Test-Driven Development for Infrastructure

How do I do test-driven development (TDD) for infrastructure? It’s impossible!

My answer is usually:

Great question! It’s not perfect but there are some TDD techniques we can adapt for infrastructure. Here’s how.

I finally decided that my rather lengthy response and explanation should go in one place. Here, I’ll cover:

  • What is test-driven development (TDD)?
  • How it can help with software development?
  • How it can help with infrastructure?
  • What’s an example for infrastructure?

What is Test-Driven Development (TDD)?

Test-driven development, or TDD, is an approach to software development that involves writing the tests for some functionality first and then implementing the functionality to pass the test.
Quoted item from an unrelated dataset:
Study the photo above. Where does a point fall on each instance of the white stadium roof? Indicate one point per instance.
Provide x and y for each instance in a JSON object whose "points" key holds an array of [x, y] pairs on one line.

The expectation is that the first test will fail at the start and we build functionality to get it to pass. We continue running the tests and fixing our implementation until the test passes.

  • My calculator should return positive absolute value for two positives.
  • My calculator should return positive absolute value for two negatives.
  • My calculator should return positive absolute value for one negative and one positive.
func TestCalculatorShouldReturn5AsSumOfTwoPositives(t *testing.T) {
assert.Equal(CalculateSum(3, 2), 5)
}
func CalculateSum(x int, y int) int {
return 0
}
func CalculateSum(x int, y int) int {
return x + y
}
func TestCalculatorShouldReturn5AsSumOfTwoNegatives(t *testing.T) {
assert.Equal(CalculateSum(-3, -2), 5)
}
import "math"func CalculateSum(x int, y int) int {
return math.Abs(x + y)
}

How can TDD help with software development?

There are many arguments to TDD and not to TDD. When I first started to do TDD, I had a lot of complaints:

  • My time is better spent building functionality over writing a bunch of tests.
  • It feels counterintuitive to write the tests firsts.
  • Testing is hard. Every time I tried writing tests, I always end up re-writing a bunch of my functional code to make it testable.
  1. It makes me think about what functionality I am supposed to implement.
  2. Testing is easier because I make it testable from the beginning.
  3. My code is cleaner because I know what functions I need to minimally address.
  4. I take less time because I don’t have to remind myself what a function was supposed to do.
  5. When I read someone’s code, I can read the tests first to figure out what their functions are supposed to be doing.

How can TDD help with infrastructure?

The core principles of TDD in software development is to:

  • Only develop functionality that is needed.
  • Express the functionality in human expectation rather than code.
  • Organize the smallest unit of code to implement the functionality or logic.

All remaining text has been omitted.